Tell us about your thesis project.
My thesis project is really an exploration of painting itself. I’m working in watercolors and acrylic markers on paper, which is then mounted on plywood panels.
When did you start painting?
I’ve been painting my whole life. I started as a child in an art education program. It wasn’t really a conscious choice to make art a career, it was my default mode of existence.
I was born and raised in Cuba. The first time I came to the United States — I have family in Miami — I decided I wanted to pursue a career here. When I was applying to graduate schools, I visited the Sam Fox School and kind of fell in love with the space. I had a great connection with Lisa Bulawsky ,professor and chair, MFA in Visual Art. We had meaningful conversations about the work I was doing, and I knew it was a good decision to come here.

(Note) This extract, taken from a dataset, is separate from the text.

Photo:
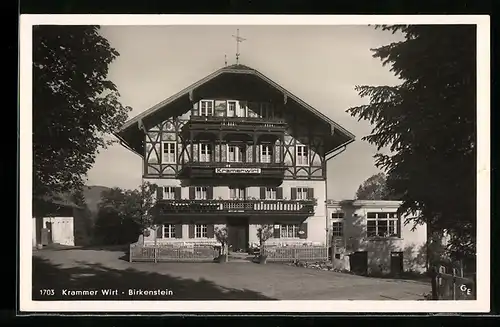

When I’m painting, feelings come in waves. There’s a lot of struggle, peaks and valleys, realization and joy.
How does this connect with your previous work?
This work is a bit of a detour from what I’ve been doing previously. I created a body of work during the last year and a half at WashU that consisted largely of oil on canvas or cow hide. I consider this project as another step in experimentation and research. That’s the premise of everything visual artists do — you never master anything, you’re always reinventing yourself. So that’s the road I wanted to follow.
What is your creative process like?
This is a work that is very formal, very process-based. I’ve been attracted to watercolor for a long time and was using it a lot prior to WashU. Watercolor is a very different mindset, different aesthetic, different feeling. The luminosity of the color is very important to me. The purity of the pigments and the way it works with the light of the paper speaks to what, for me, a painting should do in a very existential way.
There’s an idea of ambiguity and uncertainty, but it’s primarily an abstract experience of color and forms in space, very similar to music.
How do you think about what a painting should or could be?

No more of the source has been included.